Given this disturbance, no other DNA of that period and area could be useful. Therefore, researchers have done what has become a standard method for preserving this old DNA. They first looked for sequences that matched human DNA to cut out human scenes. To eliminate contamination from modern humans, they again looked for signs of the most common damage in the form of the DNA age. Anything that was obviously human and damaged was used to add a genome.
The end result is that you get the top of the skull according to the age you expect. Most of the differences in DNA are similar to modern humans, but there were many areas that were similar to Neanderthals and Denisovans.

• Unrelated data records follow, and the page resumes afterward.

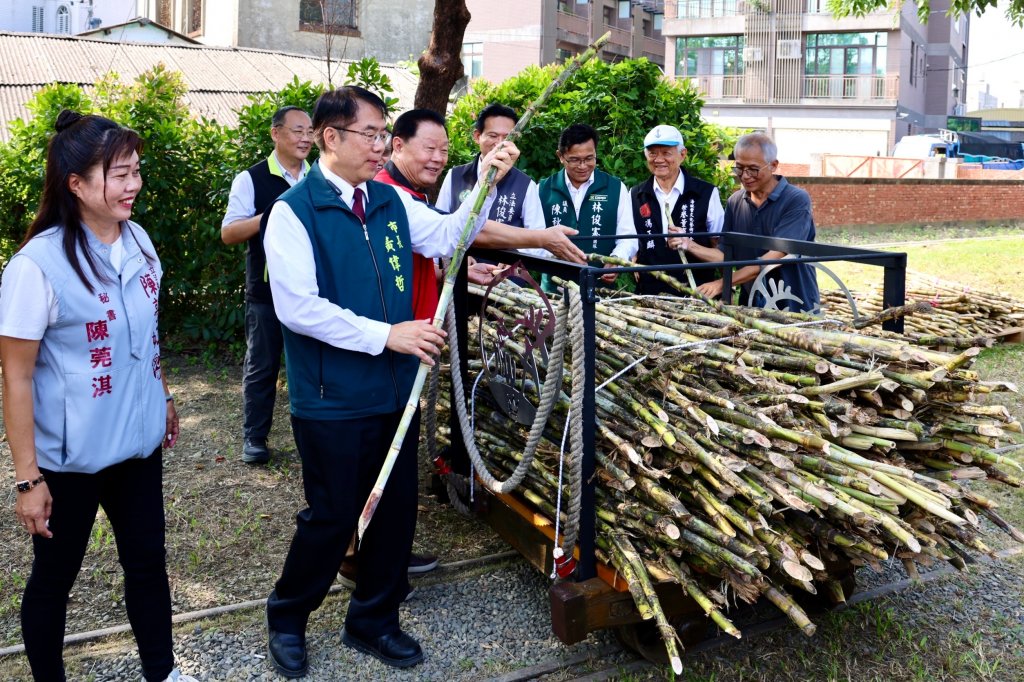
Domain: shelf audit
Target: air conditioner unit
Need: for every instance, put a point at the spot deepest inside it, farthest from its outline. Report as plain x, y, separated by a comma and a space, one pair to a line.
788, 49
752, 54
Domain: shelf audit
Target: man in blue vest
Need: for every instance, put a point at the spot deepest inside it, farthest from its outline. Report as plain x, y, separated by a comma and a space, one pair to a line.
766, 205
672, 200
586, 199
339, 251
252, 193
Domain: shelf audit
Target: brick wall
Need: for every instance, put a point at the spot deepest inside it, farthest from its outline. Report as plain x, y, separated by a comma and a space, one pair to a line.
794, 170
843, 202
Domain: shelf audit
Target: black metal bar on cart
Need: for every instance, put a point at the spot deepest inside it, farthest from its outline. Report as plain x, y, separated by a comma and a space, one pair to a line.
458, 458
587, 567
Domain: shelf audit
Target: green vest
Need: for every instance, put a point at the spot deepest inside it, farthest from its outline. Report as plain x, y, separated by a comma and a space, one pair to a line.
597, 213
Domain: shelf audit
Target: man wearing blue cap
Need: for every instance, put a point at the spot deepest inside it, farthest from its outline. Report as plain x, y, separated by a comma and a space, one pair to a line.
672, 200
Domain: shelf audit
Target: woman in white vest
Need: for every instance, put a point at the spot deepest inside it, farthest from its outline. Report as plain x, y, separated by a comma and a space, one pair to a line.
86, 406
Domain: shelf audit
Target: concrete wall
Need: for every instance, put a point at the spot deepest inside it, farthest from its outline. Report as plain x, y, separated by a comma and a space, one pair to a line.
846, 202
220, 24
388, 30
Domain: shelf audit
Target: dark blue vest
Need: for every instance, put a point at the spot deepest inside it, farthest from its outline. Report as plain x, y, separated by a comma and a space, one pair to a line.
368, 271
510, 193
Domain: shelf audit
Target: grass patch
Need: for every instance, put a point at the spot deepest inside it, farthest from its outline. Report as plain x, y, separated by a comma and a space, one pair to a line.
968, 262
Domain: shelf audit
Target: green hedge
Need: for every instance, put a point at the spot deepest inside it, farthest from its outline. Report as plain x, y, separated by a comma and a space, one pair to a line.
188, 164
623, 101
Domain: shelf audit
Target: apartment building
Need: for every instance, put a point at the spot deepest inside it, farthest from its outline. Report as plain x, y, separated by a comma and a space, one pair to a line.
819, 84
504, 38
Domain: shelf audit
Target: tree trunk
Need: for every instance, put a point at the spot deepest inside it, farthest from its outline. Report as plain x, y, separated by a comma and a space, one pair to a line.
440, 66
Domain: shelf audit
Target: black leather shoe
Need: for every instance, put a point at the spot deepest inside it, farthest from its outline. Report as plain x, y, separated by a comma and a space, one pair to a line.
398, 650
254, 451
288, 652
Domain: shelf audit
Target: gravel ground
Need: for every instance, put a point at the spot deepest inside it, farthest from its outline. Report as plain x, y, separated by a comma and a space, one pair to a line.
479, 627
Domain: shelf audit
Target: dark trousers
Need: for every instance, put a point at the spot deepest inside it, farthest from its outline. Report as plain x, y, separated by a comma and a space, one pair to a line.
340, 463
259, 372
131, 496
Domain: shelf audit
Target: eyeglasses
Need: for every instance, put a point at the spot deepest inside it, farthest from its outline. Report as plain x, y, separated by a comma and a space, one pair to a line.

The modern human fraction is the closest match between the Eastern Eurasian and Native American populations, confirming past results.
But it’s still almost as confusing as ever. “The [newly described] The literate person shares many lambs with Tianyuan [Beijing] Individuals with 31,000,000-year-old Yana people in northeastern Siberia, “the researchers write,” yet Tianyuan and Yana people share fewer alleles with each other than the written person. “Overall, the researchers conclude that after some time the West and East Eurasian populations diverged, with some inter-productivity between East Eurasians and East Asians.
But of course, the newly described Siberian DNA has a unique resemblance to the Belgian skeleton, suggesting that at least some Western Eurasian DNA was still being passed down through the lineage.
As far as Neanderthals are concerned, the new Siberian skeleton is quite unique to the modern Asian population, with about 1.7 percent of its DNA coming from Neanderthals. Denisovan’s content is difficult to judge, but researchers found 18 large pieces of DNA that were inherited from Denisovan. The size of these researchers concluded that interbreeding took place about 10,000 years ago. This is consistent with the complete absence of Denisovan DNA in the 45,000 year old Siberian skeleton. And the existing Denisovan DNA is more compatible with the amount seen later in East Asian cages.
Interestingly, the segments present in the newly written genome do not overlap with those found in the genomes of modern humans in Southeast Asia and the Pacific. The obvious implication is that modern man coincides with the Denisovans on at least two different occasions. This is something that was shown by other results, but modern East Asians have DNA from both of these events. The written genome provides a distinct distinction between them.
Meanwhile, a separate paper looks at where the Denisovans lived – especially in the Baishia Karst Cave on the edge of the Tibetan Plateau. At 3,000 meters (about 11,000 feet) above sea level, it was a very high altitude environment that would have been difficult to build during the last ice age. Yet there was found a part of a jaw bone. Although it did not take any DNA, the protein fragments indicated to the jaw that it belonged to a Denisovan.
DNA from dirt
Most older DNA samples are severely damaged by bacteria, with severely damaged and broken DNA. As a result, researchers have developed different processes to help differentiate human-like DNA and then identify older DNA based on the pattern of its accumulated damage. Gradually, it was realized that the same techniques could work where the contamination was higher and the human order even lower: soil samples. So, while we couldn’t extract the DNA from the jawbone, one team decided that there was something left in the environment from which it came.
So, the team tied rocks at the bottom of the cave, dating the different layers, to create an approximate historical sequence. Most layers contain mammalian DNA that is quite old in terms of damage. Therefore, researchers extracted human mitochondrial DNA and began to sequence it. This was obviously Denisovan, with a slight possibility of a small fraction of modern human DNA.
In all, the signs of Denisovan’s occupation date from about 100,000 years ago to about 30,000 years ago. This is a detailed history of the profession, although we do not know if it was continuous, seasonal or seasonal. Although 70,000 years is definitely a long time, researchers have called for higher altitudes. And it turned out to be in line with another genetic research: that some Tibetan genetic adaptations were at higher altitudes. Inherited from the Denisovans.